Au moins trois études d'importance sur le sujet ont mis en évidence l'utilité des enquêtes publiques et ont recommandé qu'elles soient maintenues: Commission de réforme du droit du Canada, Document de travail 17, Droit administratif: les commissions d'enquête (1977); Commission de réforme du droit de l'Ontario, Report on Public Inquiries (1992); Alberta Law Reform Institute, Report No. 62, Proposals for the Reform of the Public Inquiries Act (1992). D'après ces études, les commissions d'enquête présentent de nombreux avantages. Bien que ces avantages dépendent du contexte de la création de chaque commission et des pouvoirs qui lui sont conférés, il peut être utile de passer en revue certaines des fonctions les plus courantes de ces commissions.

L'une des principales fonctions des commissions d'enquête est d'établir les faits. Elles sont souvent formées pour découvrir la «vérité», en réaction au choc, au sentiment d'horreur, à la désillusion ou au scepticisme ressentis par la population. Comme les cours de justice, elles sont indépendantes; mais au contraire de celles-ci, elles sont souvent dotées de vastes pouvoirs d'enquête. Dans l'accomplissement de leur mandat, les commissions d'enquête sont, idéalement, dépourvues d'esprit partisan et mieux à même que le Parlement ou les législatures d'étudier un problème dans la perspective du long terme. Les cyniques dénigrent les commissions d'enquête, parce qu'elles seraient un moyen utilisé par le gouvernement pour faire traîner les choses dans des situations qui commanderaient une prompte intervention. Pourtant, elles peuvent remplir, et remplissent de fait, une fonction importante dans la société canadienne. Dans les périodes d'interrogation, de grande tension et d'inquiétude dans la population, elles fournissent un moyen d'informer les Canadiens sur le contexte d'un problème préoccupant pour la collectivité et de prendre part aux recommandations conçues pour y apporter une solution. Le statut et le grand respect dont jouit le commissaire, ainsi que la transparence et la publicité des audiences, contribuent à rétablir la confiance du public non seulement dans l'institution ou la situation visées par l'enquête, mais aussi dans l'ensemble de l'appareil de l'État. Elles constituent un excellent moyen d'informer et d'éduquer les citoyens inquiets.
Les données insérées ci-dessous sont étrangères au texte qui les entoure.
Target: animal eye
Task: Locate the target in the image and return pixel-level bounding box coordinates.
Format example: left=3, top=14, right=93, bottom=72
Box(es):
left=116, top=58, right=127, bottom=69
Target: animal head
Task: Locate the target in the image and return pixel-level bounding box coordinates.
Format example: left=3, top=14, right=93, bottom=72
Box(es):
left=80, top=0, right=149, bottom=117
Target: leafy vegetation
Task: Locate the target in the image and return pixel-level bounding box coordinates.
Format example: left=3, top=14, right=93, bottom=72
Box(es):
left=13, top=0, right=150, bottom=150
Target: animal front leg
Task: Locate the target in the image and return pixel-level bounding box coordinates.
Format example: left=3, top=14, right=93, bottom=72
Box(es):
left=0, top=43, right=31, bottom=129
Le juge S. Grange de la Cour suprême de l'Ontario a souligné cette importante caractéristique à la suite de son enquête sur le décès de jeunes enfants à l'hôpital pour enfants de Toronto:

[traduction] Je me souviens m'être un jour pris à penser égoïstement que toute la preuve présentée, tout ce cirque, ne visait qu'un but: convaincre le commissaire qui, après tout, rédigerait le rapport. Mais je me suis vite aperçu de mon erreur. Ce n'est pas seulement une enquête; c'est une enquête publique. [. . .] [J]e me suis rendu compte que l'enquête avait un autre but, tout aussi important que la solution qu'une seule personne allait proposer au mystère, celui d'informer la population. Simplement présenter en public la preuve qui avait jusqu'ici été produite à huis clos permettait d'atteindre ce but. La population a un intérêt particulier, le droit de savoir et le droit de se former une opinion au fur et à mesure. [En italique dans l'original.]
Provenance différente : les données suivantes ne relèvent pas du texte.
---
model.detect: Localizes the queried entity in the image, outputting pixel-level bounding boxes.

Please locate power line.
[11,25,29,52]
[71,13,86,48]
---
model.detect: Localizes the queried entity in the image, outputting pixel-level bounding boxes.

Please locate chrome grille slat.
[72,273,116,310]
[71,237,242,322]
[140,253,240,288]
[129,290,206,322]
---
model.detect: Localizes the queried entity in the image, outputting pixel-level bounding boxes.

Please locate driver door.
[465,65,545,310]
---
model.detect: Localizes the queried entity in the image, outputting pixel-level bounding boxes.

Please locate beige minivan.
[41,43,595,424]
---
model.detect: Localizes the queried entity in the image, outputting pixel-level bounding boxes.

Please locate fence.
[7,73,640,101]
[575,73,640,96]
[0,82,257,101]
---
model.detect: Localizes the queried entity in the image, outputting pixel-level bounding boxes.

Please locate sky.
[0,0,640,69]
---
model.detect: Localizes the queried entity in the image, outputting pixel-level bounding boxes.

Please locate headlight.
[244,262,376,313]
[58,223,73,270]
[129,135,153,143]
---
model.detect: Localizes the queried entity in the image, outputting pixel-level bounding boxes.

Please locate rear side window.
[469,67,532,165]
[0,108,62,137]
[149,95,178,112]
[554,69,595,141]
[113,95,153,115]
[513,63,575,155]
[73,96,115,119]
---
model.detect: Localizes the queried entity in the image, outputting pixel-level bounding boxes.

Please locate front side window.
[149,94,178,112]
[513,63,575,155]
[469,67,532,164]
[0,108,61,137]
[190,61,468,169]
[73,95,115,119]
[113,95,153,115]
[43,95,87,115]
(S. G. M. Grange, «How Should Lawyers and the Legal Profession Adapt?», dans A. Paul Pross, Innis Christie et John A. Yogis, dir., Commissions of Inquiry (1990), 12 Dalhousie L.J. 151, aux pages 154 et 155.)
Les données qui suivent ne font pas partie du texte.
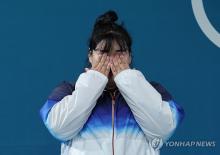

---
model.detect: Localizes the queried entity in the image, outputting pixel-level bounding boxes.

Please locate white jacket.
[40,69,184,155]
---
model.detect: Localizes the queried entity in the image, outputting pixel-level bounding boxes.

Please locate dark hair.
[84,10,132,67]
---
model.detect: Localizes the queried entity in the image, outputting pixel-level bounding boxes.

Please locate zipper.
[110,91,116,155]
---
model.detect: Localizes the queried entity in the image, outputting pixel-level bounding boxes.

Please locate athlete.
[40,10,184,155]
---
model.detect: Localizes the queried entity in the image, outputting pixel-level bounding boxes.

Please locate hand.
[85,53,110,77]
[110,52,130,77]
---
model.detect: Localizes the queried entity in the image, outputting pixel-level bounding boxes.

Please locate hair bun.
[96,10,118,24]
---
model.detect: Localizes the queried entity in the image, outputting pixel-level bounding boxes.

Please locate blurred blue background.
[0,0,220,155]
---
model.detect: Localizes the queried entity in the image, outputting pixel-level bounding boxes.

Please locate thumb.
[85,68,89,72]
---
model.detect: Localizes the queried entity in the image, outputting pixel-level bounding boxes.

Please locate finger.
[96,53,107,70]
[93,54,103,68]
[85,68,89,72]
[101,56,110,73]
[105,63,111,76]
[113,55,121,72]
[110,63,117,77]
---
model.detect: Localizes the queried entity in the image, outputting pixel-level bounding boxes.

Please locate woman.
[40,11,184,155]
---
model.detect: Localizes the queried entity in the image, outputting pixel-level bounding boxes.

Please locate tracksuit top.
[40,68,184,155]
Un auteur a poussé plus loin cette caractérisation et affirmé que l'enquête publique remplissait une «fonction sociale» particulière dans notre culture démocratique:

[traduction] [. . .] une commission [. . .] a des choses à dire au gouvernement, mais elle a aussi un effet sur les perceptions, les attitudes et les comportements. Sa manière générale de voir les choses sera probablement plus importante avec le temps que ses recommandations précises. C'est le point de vue général sur un problème social qui détermine la réaction de la société. La réponse de la société à un problème met en cause bien plus que le droit et l'action gouvernementale. Les attitudes et les réactions des particuliers aux différents endroits où ils peuvent intervenir revêtent une profonde importance.

Ce qui donne à une enquête de ce genre sa fonction sociale c'est qu'elle devient, bon gré mal gré, une partie de ce processus social en cours. Il y a une action et une interaction. [. . .] Par conséquent, cet instrument, qui est censé n'être qu'un prolongement du Parlement, peut avoir une dimension qui dépasse le processus politique pour entrer dans le domaine social. Le phénomène évolue pendant que se déroule l'enquête. La décision d'instituer une enquête de ce genre est une décision non seulement de recourir à une technique d'enquête, mais encore d'exercer une influence sociale.

(Gérald E. Le Dain, «The Role of the Public Inquiry in our Constitutional System», dans Jacob S. Ziegel, dir., Law and Social Change (1973), 79, à la page 85.)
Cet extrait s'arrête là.